An at least semi-autonomously driving vehicle continually senses the situation which it in to adjust the planning of driving maneuvers in regard to near-term changes in this situation. For example, changes in the situation the vehicle needs to respond to can be due to the vehicle moving to a different location with different conditions. However, movements of other objects, such as other road users, can change the situation significantly and require a reaction. DE 10 2018 210 280 A1 discloses a method by which the trajectories of foreign objects can be forecasted so that the trajectory of the ego vehicle can be adjusted accordingly.

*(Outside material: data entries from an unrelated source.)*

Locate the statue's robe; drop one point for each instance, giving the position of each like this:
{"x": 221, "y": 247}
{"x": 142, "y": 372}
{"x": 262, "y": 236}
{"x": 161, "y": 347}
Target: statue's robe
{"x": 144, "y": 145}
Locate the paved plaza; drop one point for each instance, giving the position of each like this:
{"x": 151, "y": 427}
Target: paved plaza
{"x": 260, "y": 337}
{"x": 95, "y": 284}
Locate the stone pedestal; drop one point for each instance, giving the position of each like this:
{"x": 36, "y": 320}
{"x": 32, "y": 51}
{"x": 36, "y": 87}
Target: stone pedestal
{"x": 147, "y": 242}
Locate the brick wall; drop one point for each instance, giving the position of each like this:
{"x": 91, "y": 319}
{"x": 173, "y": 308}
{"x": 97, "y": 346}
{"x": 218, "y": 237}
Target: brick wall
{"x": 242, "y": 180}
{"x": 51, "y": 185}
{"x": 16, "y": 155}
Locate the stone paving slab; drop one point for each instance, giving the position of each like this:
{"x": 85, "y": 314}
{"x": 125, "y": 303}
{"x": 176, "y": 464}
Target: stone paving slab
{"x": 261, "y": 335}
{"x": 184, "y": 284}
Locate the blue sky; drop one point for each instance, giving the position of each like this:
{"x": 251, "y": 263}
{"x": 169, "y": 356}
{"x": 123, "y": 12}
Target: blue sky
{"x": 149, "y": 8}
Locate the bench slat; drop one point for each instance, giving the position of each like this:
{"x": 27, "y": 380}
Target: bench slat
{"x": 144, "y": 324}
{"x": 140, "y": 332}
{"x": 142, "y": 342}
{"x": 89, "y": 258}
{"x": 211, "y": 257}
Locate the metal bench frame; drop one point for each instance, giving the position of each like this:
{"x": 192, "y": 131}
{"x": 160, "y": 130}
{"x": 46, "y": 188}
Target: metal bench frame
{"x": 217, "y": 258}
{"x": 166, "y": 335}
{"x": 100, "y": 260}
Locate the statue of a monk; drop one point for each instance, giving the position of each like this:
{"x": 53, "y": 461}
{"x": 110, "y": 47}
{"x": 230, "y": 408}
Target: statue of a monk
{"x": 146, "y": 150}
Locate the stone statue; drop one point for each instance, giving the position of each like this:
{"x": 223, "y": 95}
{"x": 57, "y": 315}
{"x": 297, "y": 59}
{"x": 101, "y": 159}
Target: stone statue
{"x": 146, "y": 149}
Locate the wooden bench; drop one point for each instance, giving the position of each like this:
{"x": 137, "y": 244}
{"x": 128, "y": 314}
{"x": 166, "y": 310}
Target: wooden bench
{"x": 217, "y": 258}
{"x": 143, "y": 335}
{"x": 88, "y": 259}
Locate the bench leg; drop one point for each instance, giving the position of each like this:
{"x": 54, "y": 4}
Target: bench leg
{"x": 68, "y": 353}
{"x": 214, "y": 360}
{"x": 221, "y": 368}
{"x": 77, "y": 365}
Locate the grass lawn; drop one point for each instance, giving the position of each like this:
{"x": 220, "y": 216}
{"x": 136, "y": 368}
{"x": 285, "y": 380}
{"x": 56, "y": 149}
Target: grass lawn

Some methods for planning driving maneuvers create a representation of the situation which the vehicle is in and map that representation to a probability distribution using a trained machine learning model that specifies probabilities for the essentially available driving maneuvers. Based on this probability distribution, a driving maneuver is selected as the driving maneuver to be carried out, and the actuating means of the vehicle are controlled accordingly.
In the context of the invention, a method has been developed for selecting a driving maneuver to be carried out by an at least semi-autonomously driving vehicle. The method begins with using measurement data from at least one sensor carried by the vehicle to create a representation of the situation the vehicle is in. This representation of the situation is mapped to a probability distribution by a trained machine learning model. The representation can in particular be, e.g., a summary representation of the situation created in any form and manner.

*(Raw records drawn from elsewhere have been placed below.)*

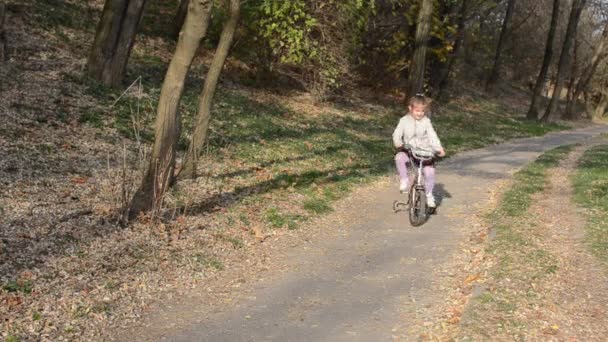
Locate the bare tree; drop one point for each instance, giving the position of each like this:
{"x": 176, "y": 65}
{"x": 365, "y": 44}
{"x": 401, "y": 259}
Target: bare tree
{"x": 460, "y": 33}
{"x": 599, "y": 54}
{"x": 156, "y": 180}
{"x": 416, "y": 73}
{"x": 602, "y": 105}
{"x": 114, "y": 40}
{"x": 564, "y": 59}
{"x": 495, "y": 73}
{"x": 542, "y": 75}
{"x": 180, "y": 16}
{"x": 2, "y": 32}
{"x": 204, "y": 110}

The measurement data can in particular include, e.g., image data, video data, radar data, LIDAR data, and/or ultrasonic data.

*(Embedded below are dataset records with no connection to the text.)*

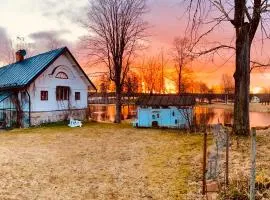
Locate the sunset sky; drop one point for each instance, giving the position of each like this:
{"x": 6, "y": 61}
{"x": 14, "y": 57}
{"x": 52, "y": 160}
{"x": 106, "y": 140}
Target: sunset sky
{"x": 35, "y": 20}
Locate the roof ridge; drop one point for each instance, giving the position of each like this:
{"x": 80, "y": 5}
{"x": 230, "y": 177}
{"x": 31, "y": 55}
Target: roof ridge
{"x": 47, "y": 52}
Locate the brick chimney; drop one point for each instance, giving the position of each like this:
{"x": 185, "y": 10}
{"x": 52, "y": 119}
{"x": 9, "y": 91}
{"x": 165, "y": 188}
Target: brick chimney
{"x": 20, "y": 55}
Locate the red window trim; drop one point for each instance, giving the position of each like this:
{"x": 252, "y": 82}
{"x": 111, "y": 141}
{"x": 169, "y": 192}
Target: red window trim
{"x": 77, "y": 96}
{"x": 44, "y": 95}
{"x": 61, "y": 75}
{"x": 62, "y": 93}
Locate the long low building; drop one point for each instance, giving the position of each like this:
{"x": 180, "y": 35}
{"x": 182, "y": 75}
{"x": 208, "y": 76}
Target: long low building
{"x": 170, "y": 111}
{"x": 48, "y": 87}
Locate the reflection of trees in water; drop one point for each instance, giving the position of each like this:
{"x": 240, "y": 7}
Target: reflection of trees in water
{"x": 203, "y": 116}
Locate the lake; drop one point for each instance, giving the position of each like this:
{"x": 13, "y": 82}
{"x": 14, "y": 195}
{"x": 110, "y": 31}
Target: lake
{"x": 203, "y": 115}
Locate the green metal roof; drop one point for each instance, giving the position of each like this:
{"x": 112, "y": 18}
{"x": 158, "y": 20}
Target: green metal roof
{"x": 4, "y": 95}
{"x": 19, "y": 74}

A machine learning model is in particular understood to mean a model which embodies a parameterized function that includes adjustable parameters and has generalization performance. These parameters can be adjusted during the training of a machine learning model, in particular such that, when entering learning representations into the model, the previously known target outputs associated with the learning inputs are reproduced as well as possible. The machine learning model can in particular include an artificial neural network (ANN), and/or it can be an ANN.
The probability distribution specifies a probability for every driving maneuver from a predefined catalog of available driving maneuvers with which said driving maneuver is carried out. Based on the probability distribution, a driving maneuver is selected as the driving maneuver to be carried out.
In addition to using at least one aspect of the situation the vehicle is in, a subset of driving maneuvers which are disallowed in this situation is determined. These disallowed driving maneuvers are prevented from being carried out.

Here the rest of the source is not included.